Early May 2024
My dad slowly wheeling himself away, his feet pulling, scraping along.
“Yeah, he walked him,” says a woman with glasses, another resident. “We were down in our house.”
Mass is on the TV, in the common room of this nursing home. Lunchmate Bob is singing along with the hymn, just the notes.
“Soft smell, the all cough coughs,” says the woman with glasses. I do not remember her ever saying anything before. But I do recognize her, she must eat in the assisted dining room.
“They were asking for the Christmas Day,” she says. “I never heard that one before. Least they’ll give it to the other Christmas. Have fun. We had a little.”
She trails off. I can’t follow the meaning of her words but hers is a musical nonsense language. Lyrical and sporadic, like a strange bird.
“I throw ye in the class now!”
“Hmm?” asks Bob in reply, thinking maybe she is talking to him.
Lillian, another resident, rocks back and forth in her wheelchair. She’s spoken to me a few times, thinks maybe I am one of hers. A lunch will be served in the main Dammert dining room, Dammert being the name of this place, this wing of the retirement community, the last stop on the route, the end of the line.
Bob has gotten an early start on his lunch. Someone has gotten him a bag of cookies. Maybe his wife, who lives over in the apartments, independent.
“I call on the on-derin,” says the woman with glasses.
“Yeah, hmmm,” says Bob, “Mm-hmm.”
She holds her hands tight, clenched and clawed, thumb to index finger, pill-rolling.
“Hmm?” says Bob, “I can’t hear you.”
The Mayor’s mom is also a resident here. Helen. She fell recently, landed on her head. She looks pretty beat up, a gash on her forehead, dark red, purple, dried blood.
“Thank you,” says Bob.
Later, at lunch, he turns to me and holds up just the top half of a hamburger bun.
“This is nothin but bread,” he says, and I can’t disagree.

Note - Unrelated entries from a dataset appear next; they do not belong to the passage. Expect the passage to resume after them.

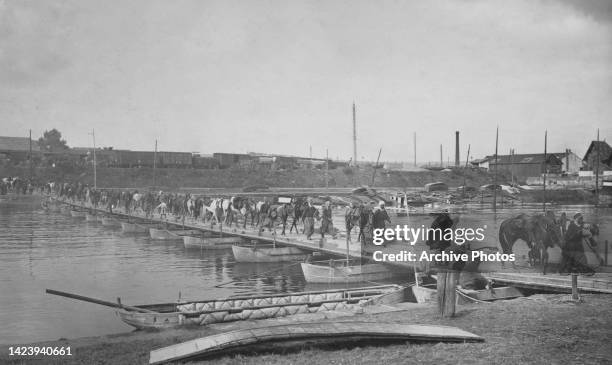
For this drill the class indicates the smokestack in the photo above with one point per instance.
(457, 149)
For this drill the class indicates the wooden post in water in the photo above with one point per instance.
(446, 290)
(575, 294)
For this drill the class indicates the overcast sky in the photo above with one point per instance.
(279, 76)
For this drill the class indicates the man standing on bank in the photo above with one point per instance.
(327, 226)
(573, 259)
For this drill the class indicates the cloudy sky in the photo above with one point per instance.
(280, 76)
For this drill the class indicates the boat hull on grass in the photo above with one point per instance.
(201, 313)
(201, 242)
(164, 234)
(263, 337)
(331, 274)
(267, 254)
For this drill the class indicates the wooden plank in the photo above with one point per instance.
(329, 330)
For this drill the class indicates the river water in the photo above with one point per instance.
(40, 250)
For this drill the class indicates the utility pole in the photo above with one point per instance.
(30, 155)
(354, 135)
(93, 134)
(495, 172)
(154, 165)
(597, 170)
(326, 168)
(414, 149)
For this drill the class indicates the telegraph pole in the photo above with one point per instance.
(93, 134)
(154, 164)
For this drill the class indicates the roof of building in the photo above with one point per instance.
(526, 158)
(604, 150)
(17, 144)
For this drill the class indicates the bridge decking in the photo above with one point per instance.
(528, 278)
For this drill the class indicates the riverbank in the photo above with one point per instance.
(533, 330)
(240, 178)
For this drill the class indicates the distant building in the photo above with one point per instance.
(17, 144)
(605, 156)
(572, 163)
(526, 165)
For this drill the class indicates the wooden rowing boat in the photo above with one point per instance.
(109, 222)
(267, 254)
(338, 272)
(165, 234)
(326, 332)
(162, 316)
(127, 227)
(78, 213)
(203, 242)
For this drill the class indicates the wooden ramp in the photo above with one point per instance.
(307, 331)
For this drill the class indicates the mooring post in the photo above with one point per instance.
(447, 295)
(575, 294)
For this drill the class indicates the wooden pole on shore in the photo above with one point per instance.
(545, 170)
(495, 171)
(575, 294)
(446, 290)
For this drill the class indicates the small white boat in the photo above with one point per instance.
(78, 213)
(165, 234)
(337, 272)
(133, 228)
(109, 222)
(201, 242)
(267, 254)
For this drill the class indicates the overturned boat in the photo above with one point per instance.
(200, 313)
(127, 227)
(266, 253)
(337, 271)
(207, 242)
(165, 234)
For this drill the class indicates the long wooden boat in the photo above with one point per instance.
(267, 254)
(338, 272)
(203, 242)
(127, 227)
(78, 213)
(201, 313)
(317, 332)
(165, 234)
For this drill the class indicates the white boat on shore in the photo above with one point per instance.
(165, 234)
(267, 254)
(331, 272)
(127, 227)
(202, 242)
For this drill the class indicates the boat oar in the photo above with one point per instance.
(96, 301)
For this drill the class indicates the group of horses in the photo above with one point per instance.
(540, 232)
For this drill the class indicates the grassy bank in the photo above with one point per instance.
(542, 329)
(237, 178)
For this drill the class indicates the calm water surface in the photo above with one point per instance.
(40, 250)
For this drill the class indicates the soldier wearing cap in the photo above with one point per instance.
(573, 257)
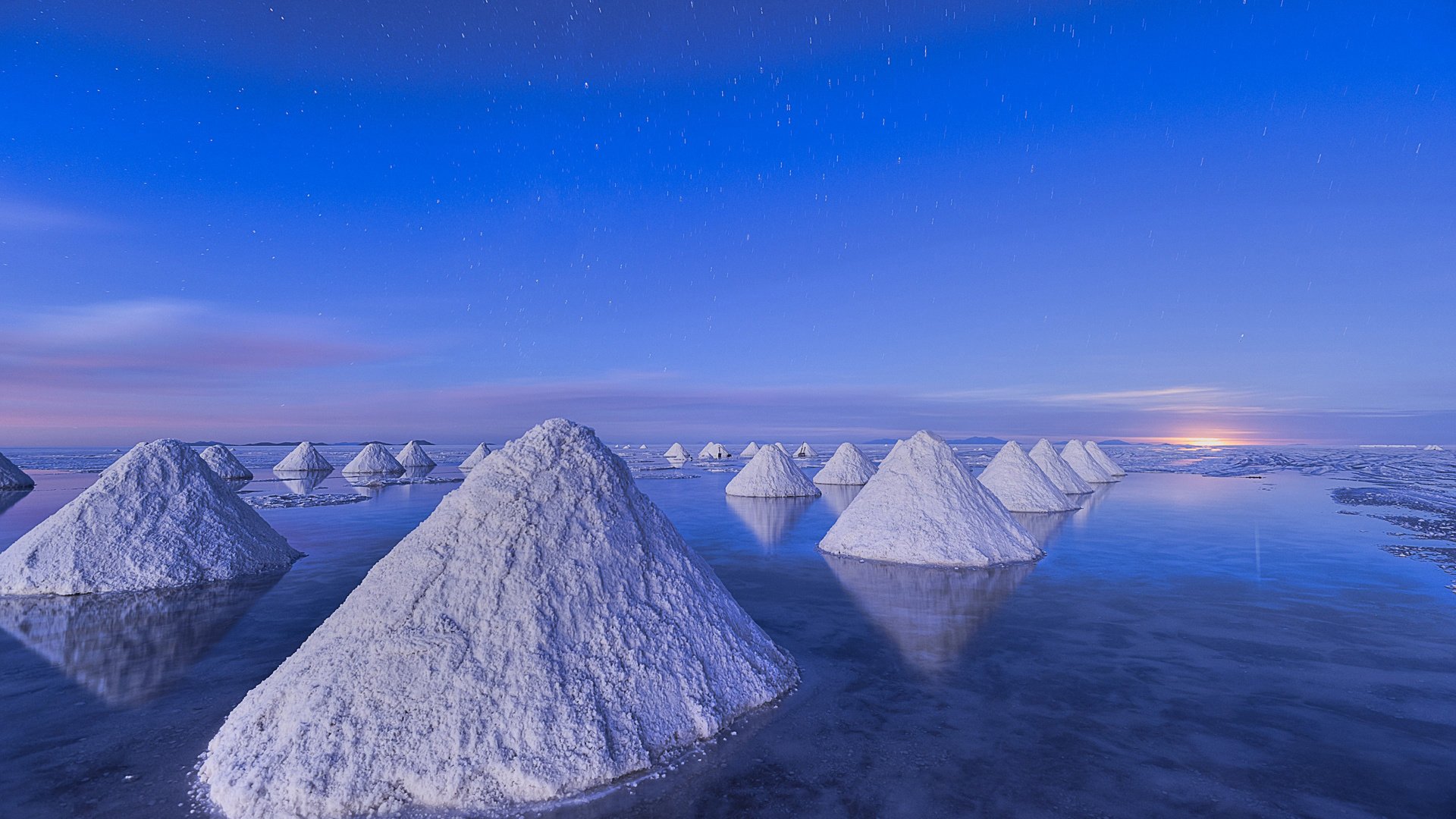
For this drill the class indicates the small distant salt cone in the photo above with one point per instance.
(155, 519)
(226, 464)
(714, 450)
(305, 458)
(770, 474)
(1104, 460)
(475, 458)
(848, 466)
(1084, 465)
(545, 632)
(414, 455)
(1059, 471)
(925, 507)
(375, 460)
(1019, 484)
(12, 477)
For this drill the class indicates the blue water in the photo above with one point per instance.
(1190, 646)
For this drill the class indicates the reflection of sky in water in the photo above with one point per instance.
(1187, 646)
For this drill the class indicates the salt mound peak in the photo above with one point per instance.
(848, 466)
(1104, 460)
(12, 477)
(770, 474)
(155, 519)
(545, 632)
(925, 507)
(1084, 465)
(1019, 484)
(714, 450)
(305, 458)
(414, 455)
(375, 460)
(475, 458)
(1059, 471)
(226, 464)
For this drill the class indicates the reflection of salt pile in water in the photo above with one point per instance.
(1090, 503)
(11, 497)
(130, 648)
(375, 460)
(302, 483)
(925, 507)
(542, 632)
(769, 518)
(848, 466)
(1104, 460)
(1019, 484)
(12, 477)
(1043, 525)
(226, 464)
(414, 455)
(770, 474)
(1084, 465)
(305, 458)
(475, 458)
(929, 613)
(153, 519)
(1057, 471)
(714, 450)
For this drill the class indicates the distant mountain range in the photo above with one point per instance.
(297, 442)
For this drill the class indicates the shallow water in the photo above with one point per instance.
(1190, 645)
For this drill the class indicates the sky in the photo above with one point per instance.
(1220, 219)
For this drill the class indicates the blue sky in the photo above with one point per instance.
(1149, 221)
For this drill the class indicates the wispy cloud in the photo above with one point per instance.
(20, 215)
(161, 343)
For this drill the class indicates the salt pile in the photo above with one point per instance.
(1104, 460)
(305, 458)
(156, 518)
(226, 464)
(475, 458)
(545, 632)
(714, 450)
(1084, 465)
(1019, 484)
(1059, 471)
(848, 466)
(414, 455)
(770, 474)
(925, 507)
(375, 460)
(12, 477)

For most of this year, I have been visiting my dad at a nursing home near Belleville, IL. Dammert, the place he’s in, is the skilled care wing of a retirement community at Our Lady of the Snows Shrine. I have kept a journal during many of these visits. It is time for me to begin to type up these Shrine journals. They will not be posted in chronological order. I didn’t take many photos early on so some of the photos might be redundant.